Comentário de Padre Raniero Cantalamessa, ofmcap., pregador da Casa Pontifícia, sobre a liturgia deste domingo:
XXVIII Domingo do Tempo Comum [C]
2 Reis 5,14-17; 2 Timóteo 2, 8-15; Lucas 17, 11-19
Para que servem os milagres?
Enquanto Jesus estava em caminho para Jerusalém, ao entrar em uma aldeia, vieram-lhe ao encontro dez leprosos, que pararam ao longe e elevaram a voz, clamando: "Jesus, Mestre, tem compaixão de nós!". Jesus se apiedou deles e lhes disse: "Ide, mostrai-vos ao sacerdote". Durante o caminho, os dez leprosos ficaram milagrosamente curados. A primeira leitura também fala de uma cura milagrosa da lepra: a de Naamã, o sírio, por obra do profeta Eliseu. É clara, portanto, a intenção da liturgia de convidar-nos a refletir sobre o sentido do milagre e em particular do milagre que consiste na cura da doença.
Digamos antes de tudo, que a prerrogativa de fazer milagres é contada entre as mais testemunhadas na vida de Jesus. Provavelmente, a idéia dominante que as pessoas tinham de Jesus, durante sua vida, além da que ele fosse um profeta, era a de ser alguém que fazia milagres. O próprio Jesus apresenta este fato como prova da autenticidade messiânica de sua missão: "Os cegos vêem, os coxos andam, os leprosos são limpos, os surdos ouvem, os mortos ressuscitam" (Mateus 11, 5). Não se pode eliminar o milagre da vida de Jesus sem desfazer toda a trama do Evangelho.

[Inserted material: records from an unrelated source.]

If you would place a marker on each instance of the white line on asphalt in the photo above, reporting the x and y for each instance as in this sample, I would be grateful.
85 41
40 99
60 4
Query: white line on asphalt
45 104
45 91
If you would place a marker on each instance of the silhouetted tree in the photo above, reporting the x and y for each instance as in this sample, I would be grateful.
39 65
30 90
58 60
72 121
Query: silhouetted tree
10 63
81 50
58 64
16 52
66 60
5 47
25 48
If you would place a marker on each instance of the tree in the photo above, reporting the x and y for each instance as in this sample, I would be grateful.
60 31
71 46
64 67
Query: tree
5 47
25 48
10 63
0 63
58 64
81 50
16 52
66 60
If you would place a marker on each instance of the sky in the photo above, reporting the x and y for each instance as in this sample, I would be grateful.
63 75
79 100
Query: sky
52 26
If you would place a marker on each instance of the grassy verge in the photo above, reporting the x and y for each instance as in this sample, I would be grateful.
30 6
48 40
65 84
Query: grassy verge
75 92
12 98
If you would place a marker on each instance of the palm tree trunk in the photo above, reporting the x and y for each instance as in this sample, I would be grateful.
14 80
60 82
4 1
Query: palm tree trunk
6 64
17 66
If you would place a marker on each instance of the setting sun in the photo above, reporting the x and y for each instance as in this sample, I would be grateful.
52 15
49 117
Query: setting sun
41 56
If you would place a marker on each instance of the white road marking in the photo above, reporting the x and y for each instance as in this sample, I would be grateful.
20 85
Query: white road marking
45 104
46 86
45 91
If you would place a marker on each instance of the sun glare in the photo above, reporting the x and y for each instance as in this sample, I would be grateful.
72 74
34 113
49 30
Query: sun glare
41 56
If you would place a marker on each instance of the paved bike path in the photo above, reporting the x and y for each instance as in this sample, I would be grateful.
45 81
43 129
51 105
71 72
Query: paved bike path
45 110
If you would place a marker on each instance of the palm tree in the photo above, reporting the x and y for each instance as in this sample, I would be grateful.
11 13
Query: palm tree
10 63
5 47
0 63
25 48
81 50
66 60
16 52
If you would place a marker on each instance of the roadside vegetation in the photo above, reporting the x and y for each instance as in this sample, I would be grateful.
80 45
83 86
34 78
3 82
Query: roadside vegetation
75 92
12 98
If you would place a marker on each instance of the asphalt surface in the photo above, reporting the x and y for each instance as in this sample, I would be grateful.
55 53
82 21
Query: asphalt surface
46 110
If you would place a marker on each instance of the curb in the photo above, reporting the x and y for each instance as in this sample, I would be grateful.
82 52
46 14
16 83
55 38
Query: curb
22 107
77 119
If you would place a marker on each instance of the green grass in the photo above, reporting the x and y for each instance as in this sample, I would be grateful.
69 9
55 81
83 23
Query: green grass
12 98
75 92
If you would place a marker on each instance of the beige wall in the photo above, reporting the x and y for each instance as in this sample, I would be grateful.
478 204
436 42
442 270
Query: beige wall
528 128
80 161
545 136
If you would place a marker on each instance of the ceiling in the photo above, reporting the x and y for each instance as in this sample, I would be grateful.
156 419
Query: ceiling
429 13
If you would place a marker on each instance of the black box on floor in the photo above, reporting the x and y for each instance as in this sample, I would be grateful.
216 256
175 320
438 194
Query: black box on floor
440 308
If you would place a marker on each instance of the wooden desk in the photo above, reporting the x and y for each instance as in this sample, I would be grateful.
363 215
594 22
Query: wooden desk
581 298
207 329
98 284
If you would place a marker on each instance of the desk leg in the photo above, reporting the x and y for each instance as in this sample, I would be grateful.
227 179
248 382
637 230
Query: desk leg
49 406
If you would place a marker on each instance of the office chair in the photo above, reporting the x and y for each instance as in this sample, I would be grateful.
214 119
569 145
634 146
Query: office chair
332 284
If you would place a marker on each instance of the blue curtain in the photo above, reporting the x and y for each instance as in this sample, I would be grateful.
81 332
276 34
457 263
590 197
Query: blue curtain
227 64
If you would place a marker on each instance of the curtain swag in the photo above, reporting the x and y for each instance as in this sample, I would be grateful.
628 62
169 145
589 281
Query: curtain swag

Junto aos relatos de milagres, a Escritura nos oferece também os critérios para julgar sua autenticidade e seu objetivo. O milagre nunca é, na Bíblia, um fim em si mesmo; menos ainda deve servir para exaltar quem o realiza e exibir seus poderes extraordinários, como quase sempre acontece no caso de curandeiros e taumaturgos que fazem propaganda de si mesmos. É incentivo e prêmio da fé. É um sinal e deve servir para elevar a um significado. Por isso Jesus se mostra tão entristecido quando, depois de ter multiplicado os pães, percebe que não entenderam do que isso era um sinal (cf. Marcos 6, 51).
O milagre aparece, no próprio Evangelho, como ambíguo. Algumas vezes é visto positivamente, em outras, negativamente. Positivamente, quando é acolhido com gratidão e alegria; suscita a fé em Cristo e abre à esperança em um mundo futuro já sem doenças nem morte. Negativamente, quando é solicitado, ou inclusive exigido para acreditar. "Que sinal fazes para que, vendo-o, acreditemos em ti?" (João 6, 30). "Se não virdes sinais e prodígios, não credes", dizia Jesus com tristeza àqueles que o escutavam (João 4, 48). A ambigüidade continua, sob outra forma, no mundo de hoje. Por um lado, estão aqueles que buscam o milagre a todo custo; estão sempre à caça de fatos extraordinários, detêm-se neles e em sua utilidade imediata. No lado oposto, estão aqueles que não admitem nenhum milagre; contemplam-no até com certo incômodo, como se se tratasse de uma manifestação inferior de religiosidade, sem perceber que, dessa forma, se pretende ensinar ao próprio Deus o que é ou não a verdadeira religiosidade.
Alguns debates recentes suscitados pelo "fenômeno Padre Pio" evidenciaram quanta confusão ainda existe com relação ao milagre. Não é verdade, por exemplo, que a Igreja considere milagre todo fato inexplicável (disso, sabemos, o mundo está cheio, e a Medicina também!). Ela considera como milagre somente aquele fato inexplicável que, pelas circunstâncias em que ocorre (rigorosamente comprovadas), reveste o caráter de sinal divino, isto é, de confirmação dada a uma pessoa ou de resposta a uma oração. Se uma mulher que nasceu sem pupilas, em um determinado momento começa a ver, ainda sem pupilas, isso pode ser catalogado como fato inexplicável, mas se isso acontece precisamente enquanto ela se confessa com o Padre Pio, como de fato ocorreu, então já não basta falar simplesmente de "fato inexplicável".
Nossos amigos "leigos", com sua atitude crítica ante os milagres, oferecem uma contribuição belíssima à própria fé, porque se mostram atentos às falsificações fáceis neste campo. No entanto, também eles devem ser contemplados desde uma aproximação acrítica. É igualmente errado acreditar a priori em tudo o que circula como milagroso, como rejeitar tudo a priori, sem se preocupar sequer por examinar suas provas. É possível ser crédulos, mas também… incrédulos, que não é (uma atitude) tão diferente.